Yes, you have to declare your effects. In practice that means that most of your code returns IO, and isn't constrained anymore. I don't know if this is a library feature, or an essential feature of the language, but it would be very interesting for example to put a GUI together by computing events in functions that returned an "Event" monad, widgets in functions that returned a "GUI" monad, database access in functions in a "DB" monad, etc. Instead, all of those operate on IO.
 A completely subjective assessment.
 I've though for a short while on how to code that, but didn't got any idea I liked.
Of course, you can do this as a library. In fact, this is an example use case for Safe Haskell which also prevents people from circumventing your types with unsafePerformIO and friends.
Moreover, some existing libraries already take similar approaches. FRP libraries extract reactive systems (like events but also continuously changing signals) into their own types. A button gives you a stream of type Event () rather than an explicit callback system using the IO type. Check out reactive-banana (my favorite FRP library from the current crop) for a nice example.
Similarly, people use custom monads to ensure things get initialized correctly, which has a similar effect to what you're talking about. The Haskell DevIL bindings for Repa come to mind because they have an IL type which lets you load images and ensures the image loader is initialized correctly exactly once.
Sure, in the end, everything will need to be threaded through IO and main to actually run, but you can—and people do—make your intermediate APIs safer by creating additional distinctions between effects.

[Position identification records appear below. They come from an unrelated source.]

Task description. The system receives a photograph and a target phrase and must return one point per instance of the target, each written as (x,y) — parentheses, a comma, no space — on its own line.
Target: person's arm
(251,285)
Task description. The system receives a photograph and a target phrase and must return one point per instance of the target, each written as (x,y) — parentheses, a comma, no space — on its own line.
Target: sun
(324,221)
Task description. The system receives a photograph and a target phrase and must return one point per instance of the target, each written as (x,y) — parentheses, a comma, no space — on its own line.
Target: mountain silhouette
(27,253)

The thing is IO is generic. So IO (Db) and IO (Gui) are different things.
An example of this(not a very good one I'm afraid) is the X monad.
The best way to understand IO is to think about working with pure functions in an impure language. Let's say I've given you a promised-pure function which emits commands (re: the "Command pattern" if that's the way you want to see it) and you operate them using side effects. This is a massive inversion of control issue of course, but you can see how it might work.

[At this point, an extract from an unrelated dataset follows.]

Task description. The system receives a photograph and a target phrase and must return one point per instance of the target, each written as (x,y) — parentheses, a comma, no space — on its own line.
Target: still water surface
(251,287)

Further, you might understand that your job is easier due to the purity of the command-emitting function. You explicitly give it all of the inputs you desire and operate it as needed. For instance, you can perhaps run it forwards and backwards as desired. Or weave it in with another "thread" I parallel knowing that only you must handle races and shared memory—the threads are pure.
Finally, you might understand that the risk of bad programming is borne on your shoulders primarily—side effects are complex and you're the only one handling them.

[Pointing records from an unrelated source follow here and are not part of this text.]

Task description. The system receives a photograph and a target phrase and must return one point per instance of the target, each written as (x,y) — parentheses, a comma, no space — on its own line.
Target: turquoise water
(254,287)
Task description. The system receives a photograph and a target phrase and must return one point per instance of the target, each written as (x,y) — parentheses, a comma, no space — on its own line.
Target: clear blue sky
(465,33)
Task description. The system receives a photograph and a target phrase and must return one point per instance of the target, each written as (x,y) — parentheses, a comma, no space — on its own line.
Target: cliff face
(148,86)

In Haskell, "you" are the RTS and the pure threads are Haskell programs. The IO monad is nothing more than what it feels like to be "inside" a useful kind of command pattern. Finally, we compartmentalize all side-effects into the RTS so that we only have to get them right once.
Purity makes it easier to reason about the semantics of your code. This isn't about parallelism, it's about concurrency, including single-threaded concurrency. Case in point, I recently spent quite a while scratching my head over a bug that happened because someone else had written some code to mutate a piece of shared state when I wasn't expecting it.
But the pure functional programming model is a very high level of abstraction (deep down, every interesting thing in computing is a state machine), and it has a tendency to leak like mad. One such case where it does so is I/O. In fact, you can't even do I/O in a 100% pure language - and that's what the I/O monad is really about; it's punching a hole in the language in order to let the big bad ephemeral outside world in. But in a controlled manner, so that the language's fundamental ethos of purity can be maintained, which in turn makes its laziness manageable. In short, the deeper downer reason why Haskell loves its I/O monad so much is because without it the language would be fairly useless. Anyone who tells you the I/O monad's really about making I/O concurrency headaches less of a hassle has been doing more blog-reading than programming.
So why preserve the illusion? Well, ghettoizing all things stateful lets you take advantage of pure semantics everywhere else in your code, which theoretically makes it easier to reason about and maintain.
As for monads themselves, IMHO they're kind of overblown. It's just another design pattern, akin to Visitor or Strategy or Decorator, only functional instead of object-oriented. Super-useful, applicable in all sorts of circumstances, and easily worth knowing. And, just like object-oriented design patterns, easy to make sound way more complicated than it is if you try to explain the idea to someone else without having fully digested it yourself first.